In spite of the efforts of Russia and the west, especially the US, to fail the oil pipeline construction, they didn’t manage. On May 2006 the Kazakhstan-China oil pipeline was launched for the first time, but the official opening was held on December 15 of the same year5. In that way Kazakhstan built the first oil pipeline which was to make a detour of Russia to supply China with oil. It was the first oil pipeline built in the Caspian Sea Region countries detouring Russia. The second one, as it is known, is Baku-Ceyhan.

The construction of Kazakh-Chinese oil pipeline was of great importance for Kazakhstan. The country was entering an important and perspective market weakening its dependence on Russia, and, at last, was built an oil pipeline completely passing through its territory. For the oil pipeline exploitation was founded “Kazakhstan-China oil pipeline” company to be controlled by the state oil companies of China and Kazakhstan on equal terms6. The parties also negotiated about a gas pipeline construction.

One might say that the president of Kazakhstan partially managed to reduce his country’s dependence on Russian companies, however, the official Astana is still negotiating with other countries, including Iran and Azerbaijan, over oil transportation and other routes.

1Бутаев А., Каспий: зачем он Западу? www.caspiy.net/dir3/west/6.html
2R.Hrair Dokmejian & Hovann H. Simonian, Troubled Waters.The Geopolitics of The Caspian Region.
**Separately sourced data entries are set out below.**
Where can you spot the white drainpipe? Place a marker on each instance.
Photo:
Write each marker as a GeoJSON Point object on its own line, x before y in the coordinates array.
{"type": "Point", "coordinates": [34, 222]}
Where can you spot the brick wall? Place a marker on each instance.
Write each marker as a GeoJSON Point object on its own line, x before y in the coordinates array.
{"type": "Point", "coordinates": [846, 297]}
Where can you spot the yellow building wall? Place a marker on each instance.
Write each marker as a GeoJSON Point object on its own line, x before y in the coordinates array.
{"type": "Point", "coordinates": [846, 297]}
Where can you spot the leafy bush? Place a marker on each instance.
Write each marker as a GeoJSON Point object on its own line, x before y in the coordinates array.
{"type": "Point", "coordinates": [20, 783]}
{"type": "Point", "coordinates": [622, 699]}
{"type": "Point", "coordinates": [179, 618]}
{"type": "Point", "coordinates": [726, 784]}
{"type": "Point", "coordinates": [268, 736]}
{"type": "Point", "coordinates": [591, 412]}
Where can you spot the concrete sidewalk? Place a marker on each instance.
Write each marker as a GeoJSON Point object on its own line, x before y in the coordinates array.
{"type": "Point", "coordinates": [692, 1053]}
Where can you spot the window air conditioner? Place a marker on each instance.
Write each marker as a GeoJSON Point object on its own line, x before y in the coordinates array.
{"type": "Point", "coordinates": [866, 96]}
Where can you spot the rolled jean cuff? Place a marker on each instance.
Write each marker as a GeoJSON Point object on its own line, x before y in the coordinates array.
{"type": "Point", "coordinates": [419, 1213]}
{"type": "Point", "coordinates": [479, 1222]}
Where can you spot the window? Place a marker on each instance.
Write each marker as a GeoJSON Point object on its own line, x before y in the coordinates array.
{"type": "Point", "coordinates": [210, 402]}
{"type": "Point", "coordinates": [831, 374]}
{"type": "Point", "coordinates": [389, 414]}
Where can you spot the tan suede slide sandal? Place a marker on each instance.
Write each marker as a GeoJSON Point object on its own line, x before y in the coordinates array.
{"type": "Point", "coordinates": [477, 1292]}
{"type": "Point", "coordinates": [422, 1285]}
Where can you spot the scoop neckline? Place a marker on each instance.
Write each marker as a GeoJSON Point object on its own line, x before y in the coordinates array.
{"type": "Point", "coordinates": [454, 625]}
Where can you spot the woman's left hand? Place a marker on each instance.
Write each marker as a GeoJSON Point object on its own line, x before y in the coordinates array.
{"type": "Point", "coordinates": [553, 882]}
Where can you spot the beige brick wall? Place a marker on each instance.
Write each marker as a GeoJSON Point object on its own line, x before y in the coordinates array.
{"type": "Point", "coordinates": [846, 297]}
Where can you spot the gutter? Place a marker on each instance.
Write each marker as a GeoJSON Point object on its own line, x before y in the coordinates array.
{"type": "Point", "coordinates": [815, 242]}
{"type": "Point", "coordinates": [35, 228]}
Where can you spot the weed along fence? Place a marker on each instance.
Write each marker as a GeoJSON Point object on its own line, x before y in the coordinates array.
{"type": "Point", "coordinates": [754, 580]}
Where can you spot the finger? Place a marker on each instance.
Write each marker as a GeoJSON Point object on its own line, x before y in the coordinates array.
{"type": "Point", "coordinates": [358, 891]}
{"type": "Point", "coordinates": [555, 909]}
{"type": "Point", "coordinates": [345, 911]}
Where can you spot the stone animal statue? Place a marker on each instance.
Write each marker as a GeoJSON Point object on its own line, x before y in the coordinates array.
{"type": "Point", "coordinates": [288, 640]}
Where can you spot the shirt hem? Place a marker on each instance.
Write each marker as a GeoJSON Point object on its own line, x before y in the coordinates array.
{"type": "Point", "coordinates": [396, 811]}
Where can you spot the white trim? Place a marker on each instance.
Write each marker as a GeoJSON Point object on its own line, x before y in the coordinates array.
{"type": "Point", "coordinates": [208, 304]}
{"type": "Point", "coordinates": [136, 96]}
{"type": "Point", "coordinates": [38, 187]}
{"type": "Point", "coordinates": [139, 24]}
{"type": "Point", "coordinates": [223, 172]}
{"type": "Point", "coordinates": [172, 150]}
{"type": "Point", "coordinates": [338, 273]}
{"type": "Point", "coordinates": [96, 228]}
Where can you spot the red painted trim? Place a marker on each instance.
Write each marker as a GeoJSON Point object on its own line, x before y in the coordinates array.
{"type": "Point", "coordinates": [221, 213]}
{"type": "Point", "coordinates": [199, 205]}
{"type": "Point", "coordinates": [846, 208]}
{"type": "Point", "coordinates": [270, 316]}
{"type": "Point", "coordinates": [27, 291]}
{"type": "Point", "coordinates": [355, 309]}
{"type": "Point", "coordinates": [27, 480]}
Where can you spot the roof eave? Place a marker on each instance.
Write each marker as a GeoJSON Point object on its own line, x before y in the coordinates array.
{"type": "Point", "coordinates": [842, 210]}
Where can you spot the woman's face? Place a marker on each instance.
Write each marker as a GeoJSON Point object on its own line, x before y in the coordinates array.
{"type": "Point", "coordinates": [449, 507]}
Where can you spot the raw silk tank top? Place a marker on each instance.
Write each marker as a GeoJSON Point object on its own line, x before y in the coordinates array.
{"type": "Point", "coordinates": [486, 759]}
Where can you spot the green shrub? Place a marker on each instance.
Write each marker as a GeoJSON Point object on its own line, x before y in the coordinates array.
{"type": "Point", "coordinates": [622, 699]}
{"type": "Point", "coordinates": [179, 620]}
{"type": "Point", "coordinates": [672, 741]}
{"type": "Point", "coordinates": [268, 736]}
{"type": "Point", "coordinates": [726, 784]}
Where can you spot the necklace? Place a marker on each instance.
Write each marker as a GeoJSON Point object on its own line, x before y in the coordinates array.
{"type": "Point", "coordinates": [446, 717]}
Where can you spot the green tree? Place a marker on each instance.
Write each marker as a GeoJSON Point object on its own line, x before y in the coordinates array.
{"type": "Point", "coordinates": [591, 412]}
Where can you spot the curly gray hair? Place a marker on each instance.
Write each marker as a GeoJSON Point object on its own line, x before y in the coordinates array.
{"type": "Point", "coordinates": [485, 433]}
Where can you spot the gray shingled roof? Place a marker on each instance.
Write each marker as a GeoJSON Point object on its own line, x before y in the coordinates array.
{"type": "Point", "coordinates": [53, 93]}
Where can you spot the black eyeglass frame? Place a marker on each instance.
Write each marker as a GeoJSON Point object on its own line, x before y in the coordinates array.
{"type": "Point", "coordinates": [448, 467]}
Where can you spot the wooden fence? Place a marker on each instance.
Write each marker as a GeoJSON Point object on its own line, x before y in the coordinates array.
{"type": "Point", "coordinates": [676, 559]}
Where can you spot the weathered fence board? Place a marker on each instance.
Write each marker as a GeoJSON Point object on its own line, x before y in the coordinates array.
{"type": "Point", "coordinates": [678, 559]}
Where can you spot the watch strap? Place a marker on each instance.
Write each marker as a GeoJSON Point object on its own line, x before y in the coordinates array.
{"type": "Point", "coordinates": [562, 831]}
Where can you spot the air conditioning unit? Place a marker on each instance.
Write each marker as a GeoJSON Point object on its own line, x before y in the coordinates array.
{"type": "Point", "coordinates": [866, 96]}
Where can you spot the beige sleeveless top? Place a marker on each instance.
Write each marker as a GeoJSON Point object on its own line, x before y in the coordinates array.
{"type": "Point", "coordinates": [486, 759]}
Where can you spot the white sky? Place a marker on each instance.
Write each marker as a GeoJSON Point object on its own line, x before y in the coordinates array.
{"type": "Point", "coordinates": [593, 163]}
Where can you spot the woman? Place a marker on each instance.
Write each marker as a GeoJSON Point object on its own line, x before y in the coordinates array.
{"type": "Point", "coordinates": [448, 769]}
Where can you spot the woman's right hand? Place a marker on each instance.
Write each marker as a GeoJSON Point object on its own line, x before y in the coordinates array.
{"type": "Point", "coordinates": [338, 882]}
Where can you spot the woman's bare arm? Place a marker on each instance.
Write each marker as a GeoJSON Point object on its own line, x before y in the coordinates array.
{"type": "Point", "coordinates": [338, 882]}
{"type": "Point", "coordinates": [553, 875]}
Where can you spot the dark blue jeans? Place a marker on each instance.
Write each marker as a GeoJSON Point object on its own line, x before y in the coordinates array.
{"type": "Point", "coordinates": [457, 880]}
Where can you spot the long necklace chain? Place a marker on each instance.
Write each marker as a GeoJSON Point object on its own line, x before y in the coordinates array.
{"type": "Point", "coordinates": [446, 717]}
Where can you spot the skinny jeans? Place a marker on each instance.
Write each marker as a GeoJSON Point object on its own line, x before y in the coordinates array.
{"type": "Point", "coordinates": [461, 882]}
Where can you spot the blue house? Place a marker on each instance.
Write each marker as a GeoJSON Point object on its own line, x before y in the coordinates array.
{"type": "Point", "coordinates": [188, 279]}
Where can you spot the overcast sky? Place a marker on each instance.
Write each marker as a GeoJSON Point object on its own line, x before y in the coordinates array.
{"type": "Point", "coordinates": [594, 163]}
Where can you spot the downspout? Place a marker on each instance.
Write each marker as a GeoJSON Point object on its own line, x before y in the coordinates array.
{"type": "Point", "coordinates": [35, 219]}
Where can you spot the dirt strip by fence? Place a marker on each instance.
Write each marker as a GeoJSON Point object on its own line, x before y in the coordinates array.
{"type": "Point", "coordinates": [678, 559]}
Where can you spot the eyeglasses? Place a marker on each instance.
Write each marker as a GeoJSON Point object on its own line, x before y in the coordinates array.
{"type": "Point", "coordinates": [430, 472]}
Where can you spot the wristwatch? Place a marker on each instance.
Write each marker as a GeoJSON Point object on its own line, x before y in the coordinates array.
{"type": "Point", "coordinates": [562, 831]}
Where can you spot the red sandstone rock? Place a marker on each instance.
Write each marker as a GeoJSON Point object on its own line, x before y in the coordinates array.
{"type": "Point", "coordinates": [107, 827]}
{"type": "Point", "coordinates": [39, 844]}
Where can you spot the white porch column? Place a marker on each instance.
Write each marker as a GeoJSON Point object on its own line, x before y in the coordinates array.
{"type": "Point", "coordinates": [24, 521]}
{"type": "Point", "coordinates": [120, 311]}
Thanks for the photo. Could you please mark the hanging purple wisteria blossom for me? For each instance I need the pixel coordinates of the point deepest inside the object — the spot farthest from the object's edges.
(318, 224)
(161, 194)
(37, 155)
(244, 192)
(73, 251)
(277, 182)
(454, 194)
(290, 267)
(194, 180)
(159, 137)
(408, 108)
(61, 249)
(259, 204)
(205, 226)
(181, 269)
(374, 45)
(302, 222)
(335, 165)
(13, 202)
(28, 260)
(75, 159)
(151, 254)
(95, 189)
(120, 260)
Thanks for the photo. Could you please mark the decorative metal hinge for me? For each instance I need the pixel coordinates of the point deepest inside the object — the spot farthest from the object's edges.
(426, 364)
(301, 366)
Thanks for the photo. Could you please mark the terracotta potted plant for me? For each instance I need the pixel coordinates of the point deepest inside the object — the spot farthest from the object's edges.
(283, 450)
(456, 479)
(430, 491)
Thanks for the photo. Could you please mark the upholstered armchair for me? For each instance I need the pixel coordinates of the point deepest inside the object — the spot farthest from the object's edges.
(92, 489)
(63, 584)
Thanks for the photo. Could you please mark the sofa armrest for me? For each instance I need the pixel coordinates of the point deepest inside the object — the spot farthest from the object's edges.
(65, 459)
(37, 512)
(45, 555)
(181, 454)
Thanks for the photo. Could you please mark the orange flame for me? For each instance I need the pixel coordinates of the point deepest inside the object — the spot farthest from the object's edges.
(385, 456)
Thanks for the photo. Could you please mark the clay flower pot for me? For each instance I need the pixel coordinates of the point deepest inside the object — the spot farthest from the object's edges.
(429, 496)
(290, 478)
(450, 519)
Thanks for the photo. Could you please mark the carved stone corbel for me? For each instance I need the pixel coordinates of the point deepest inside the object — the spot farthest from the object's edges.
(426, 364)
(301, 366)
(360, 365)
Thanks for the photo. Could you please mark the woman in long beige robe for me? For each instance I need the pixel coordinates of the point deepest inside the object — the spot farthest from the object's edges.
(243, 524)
New York, 2001, p. 36.
3Rosemarie Forsythe, The Politics of Oil in the Caucasus and Central Asia www.treemedia.com/cfrlibrary/library/background/forsythe.html
4Robert V. Barylski, «Russia, the West, and the Caspian Energy Hub», Middle East Journal, vol. 49, no. 2, Spring 1995.
5Ian MacWilliam, Kazakh-China oil pipeline opens, BBC News, Almaty.
6Dmitry Kosyrev, Kazakh-Chinese oil pipeline a new reality of global politics, RIA Novosti, 31/ 05/ 2006.